The information and perspective in the book about the Fukushima Nuclear Disaster is especially valuable. Jaczko experienced the terror of an out of control nuclear accident with multiple explosions and a triple melt-down. He realized the unwarranted hubris of many: “most nuclear safety professionals believed plants were effectively designed to prevent the events we were now seeing.” (p 79) He learned of all the horrifying effects and possibilities and was profoundly changed by it. He summarizes the results of three independent Japanese investigations of cause the meltdowns and explosions:
“the nuclear power regulators were too accommodating to those they were supposed to regulate. They worked together to create what one report called a ‘nuclear village,’ not an idyllic hamlet where business and government worked in harmony for the good of all but a corrupt, toxic environment.” (p 71)

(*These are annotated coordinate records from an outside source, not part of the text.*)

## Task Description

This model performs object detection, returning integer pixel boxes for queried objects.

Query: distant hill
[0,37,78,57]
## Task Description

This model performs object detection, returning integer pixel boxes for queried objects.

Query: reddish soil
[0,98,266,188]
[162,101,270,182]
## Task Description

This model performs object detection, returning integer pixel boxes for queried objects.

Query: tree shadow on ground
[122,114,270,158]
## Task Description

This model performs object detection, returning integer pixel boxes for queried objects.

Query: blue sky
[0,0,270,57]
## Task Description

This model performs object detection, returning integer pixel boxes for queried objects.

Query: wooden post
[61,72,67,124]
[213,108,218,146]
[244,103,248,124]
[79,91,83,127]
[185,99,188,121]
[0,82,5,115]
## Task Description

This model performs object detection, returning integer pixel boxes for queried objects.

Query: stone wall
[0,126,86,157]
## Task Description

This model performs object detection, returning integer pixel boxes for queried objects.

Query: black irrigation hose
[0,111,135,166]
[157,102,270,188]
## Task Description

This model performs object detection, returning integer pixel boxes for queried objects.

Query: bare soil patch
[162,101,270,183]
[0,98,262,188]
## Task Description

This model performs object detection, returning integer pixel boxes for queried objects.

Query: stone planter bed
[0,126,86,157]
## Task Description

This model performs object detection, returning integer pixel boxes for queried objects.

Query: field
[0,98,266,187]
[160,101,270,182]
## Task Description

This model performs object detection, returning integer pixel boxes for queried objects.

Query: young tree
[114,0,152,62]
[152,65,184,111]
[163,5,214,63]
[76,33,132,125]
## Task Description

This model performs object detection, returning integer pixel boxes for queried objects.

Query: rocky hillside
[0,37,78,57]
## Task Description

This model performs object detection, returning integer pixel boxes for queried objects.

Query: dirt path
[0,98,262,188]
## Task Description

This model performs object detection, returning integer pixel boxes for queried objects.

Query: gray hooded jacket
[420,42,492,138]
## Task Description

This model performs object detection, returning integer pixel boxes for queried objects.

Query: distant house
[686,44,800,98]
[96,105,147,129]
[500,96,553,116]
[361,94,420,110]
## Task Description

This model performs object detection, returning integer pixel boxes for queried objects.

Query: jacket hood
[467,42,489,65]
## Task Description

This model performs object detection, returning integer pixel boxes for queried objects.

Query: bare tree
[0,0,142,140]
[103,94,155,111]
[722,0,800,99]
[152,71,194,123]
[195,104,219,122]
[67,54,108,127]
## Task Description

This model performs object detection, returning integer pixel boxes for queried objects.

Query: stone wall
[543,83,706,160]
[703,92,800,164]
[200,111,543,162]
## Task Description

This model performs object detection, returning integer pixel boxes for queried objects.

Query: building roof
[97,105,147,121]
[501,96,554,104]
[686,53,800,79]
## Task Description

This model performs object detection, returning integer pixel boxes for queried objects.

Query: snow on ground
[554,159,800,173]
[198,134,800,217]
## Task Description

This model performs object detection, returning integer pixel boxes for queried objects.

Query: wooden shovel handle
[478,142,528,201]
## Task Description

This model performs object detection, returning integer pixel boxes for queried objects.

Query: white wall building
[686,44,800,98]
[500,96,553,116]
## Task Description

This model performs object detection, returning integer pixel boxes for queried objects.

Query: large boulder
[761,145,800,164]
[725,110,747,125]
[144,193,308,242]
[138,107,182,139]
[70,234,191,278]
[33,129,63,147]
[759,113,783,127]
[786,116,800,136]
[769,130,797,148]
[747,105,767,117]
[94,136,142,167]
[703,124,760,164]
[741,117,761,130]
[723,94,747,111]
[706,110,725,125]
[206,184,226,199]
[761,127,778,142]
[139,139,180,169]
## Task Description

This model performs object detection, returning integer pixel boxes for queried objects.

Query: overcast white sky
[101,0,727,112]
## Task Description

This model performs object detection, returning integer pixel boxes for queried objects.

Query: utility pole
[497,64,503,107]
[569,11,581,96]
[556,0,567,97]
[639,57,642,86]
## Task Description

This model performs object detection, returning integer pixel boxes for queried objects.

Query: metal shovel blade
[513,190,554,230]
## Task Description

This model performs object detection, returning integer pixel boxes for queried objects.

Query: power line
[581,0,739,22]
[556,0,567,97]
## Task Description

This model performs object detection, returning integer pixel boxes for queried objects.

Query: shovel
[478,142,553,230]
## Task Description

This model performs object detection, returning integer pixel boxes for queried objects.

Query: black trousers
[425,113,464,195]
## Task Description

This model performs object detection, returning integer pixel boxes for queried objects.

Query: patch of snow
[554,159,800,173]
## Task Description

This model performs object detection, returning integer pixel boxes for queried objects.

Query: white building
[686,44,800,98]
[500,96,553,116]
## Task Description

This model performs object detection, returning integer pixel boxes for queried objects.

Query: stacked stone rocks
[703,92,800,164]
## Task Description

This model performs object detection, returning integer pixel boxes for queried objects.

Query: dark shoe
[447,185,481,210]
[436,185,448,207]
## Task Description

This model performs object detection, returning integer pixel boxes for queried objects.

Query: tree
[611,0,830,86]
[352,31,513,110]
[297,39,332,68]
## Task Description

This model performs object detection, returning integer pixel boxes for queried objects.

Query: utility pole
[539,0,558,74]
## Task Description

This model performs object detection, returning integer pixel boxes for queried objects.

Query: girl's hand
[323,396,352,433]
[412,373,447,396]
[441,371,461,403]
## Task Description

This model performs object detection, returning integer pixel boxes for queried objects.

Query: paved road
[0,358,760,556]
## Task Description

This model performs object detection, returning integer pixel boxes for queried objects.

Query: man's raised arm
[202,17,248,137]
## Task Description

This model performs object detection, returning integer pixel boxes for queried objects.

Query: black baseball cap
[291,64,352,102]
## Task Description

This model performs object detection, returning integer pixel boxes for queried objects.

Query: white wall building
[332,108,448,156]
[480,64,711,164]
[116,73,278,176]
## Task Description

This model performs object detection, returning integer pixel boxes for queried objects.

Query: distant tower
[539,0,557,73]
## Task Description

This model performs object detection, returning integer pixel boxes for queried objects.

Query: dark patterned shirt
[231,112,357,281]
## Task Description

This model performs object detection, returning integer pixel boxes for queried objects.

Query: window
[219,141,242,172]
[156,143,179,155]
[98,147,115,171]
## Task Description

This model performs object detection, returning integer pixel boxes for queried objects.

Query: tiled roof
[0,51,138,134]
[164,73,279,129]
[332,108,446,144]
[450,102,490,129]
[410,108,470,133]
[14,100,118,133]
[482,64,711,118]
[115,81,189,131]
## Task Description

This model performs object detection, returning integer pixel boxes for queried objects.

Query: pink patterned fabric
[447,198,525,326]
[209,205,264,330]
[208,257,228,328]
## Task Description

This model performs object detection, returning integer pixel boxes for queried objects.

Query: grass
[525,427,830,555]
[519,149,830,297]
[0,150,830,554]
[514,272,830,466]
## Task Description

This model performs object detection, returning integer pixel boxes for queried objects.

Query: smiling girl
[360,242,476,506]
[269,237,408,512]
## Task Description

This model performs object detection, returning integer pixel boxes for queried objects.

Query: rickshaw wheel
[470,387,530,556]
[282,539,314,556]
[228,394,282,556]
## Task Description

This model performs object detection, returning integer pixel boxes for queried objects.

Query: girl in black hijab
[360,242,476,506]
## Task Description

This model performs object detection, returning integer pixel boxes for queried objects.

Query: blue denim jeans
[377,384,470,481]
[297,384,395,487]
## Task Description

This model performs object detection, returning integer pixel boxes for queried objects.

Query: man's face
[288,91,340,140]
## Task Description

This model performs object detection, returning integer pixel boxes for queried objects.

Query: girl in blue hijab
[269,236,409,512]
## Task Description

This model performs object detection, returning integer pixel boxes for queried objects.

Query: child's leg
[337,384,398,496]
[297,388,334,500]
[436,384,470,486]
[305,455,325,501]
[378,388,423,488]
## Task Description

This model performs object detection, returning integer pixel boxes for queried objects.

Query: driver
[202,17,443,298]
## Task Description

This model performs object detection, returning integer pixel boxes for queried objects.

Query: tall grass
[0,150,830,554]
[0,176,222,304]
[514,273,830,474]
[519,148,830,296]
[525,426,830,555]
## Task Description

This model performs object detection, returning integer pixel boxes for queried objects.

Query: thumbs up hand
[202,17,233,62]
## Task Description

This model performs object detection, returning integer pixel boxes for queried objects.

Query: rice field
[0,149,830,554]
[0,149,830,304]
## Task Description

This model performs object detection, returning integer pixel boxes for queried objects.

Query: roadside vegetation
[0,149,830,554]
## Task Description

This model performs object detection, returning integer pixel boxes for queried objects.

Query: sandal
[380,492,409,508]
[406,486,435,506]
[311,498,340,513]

He recognized a similar situation in the U.S. and was shocked by the inadequacy of the U.S. regulatory response to use what was learned to improve nuclear reactor safety in the U.S. He finally concluded that it is impossible to make “reactors impervious to catastrophic releases of radiation”. (p 116)
Jaczko is not the first former NRC Commissioner to become a critic of the agency and the industry, but he is the first former Chairman. Former Commissioners Peter Bradford (1977-82) and Victor Gilinsky (1974-84) are vocal critics. More common is the use of the lucrative revolving door between cooperative Commissioners and the nuclear industry (see the August 2, 2016 article in The Ecologist by Linda Pentz Gunter on the NRC). It is not a surprise that Jaczko had a very difficult time finding any employment after he was forced out of the NRC.
This book is an important addition to the works of the many critics of the Nuclear Regulatory Commission and the nuclear enterprise.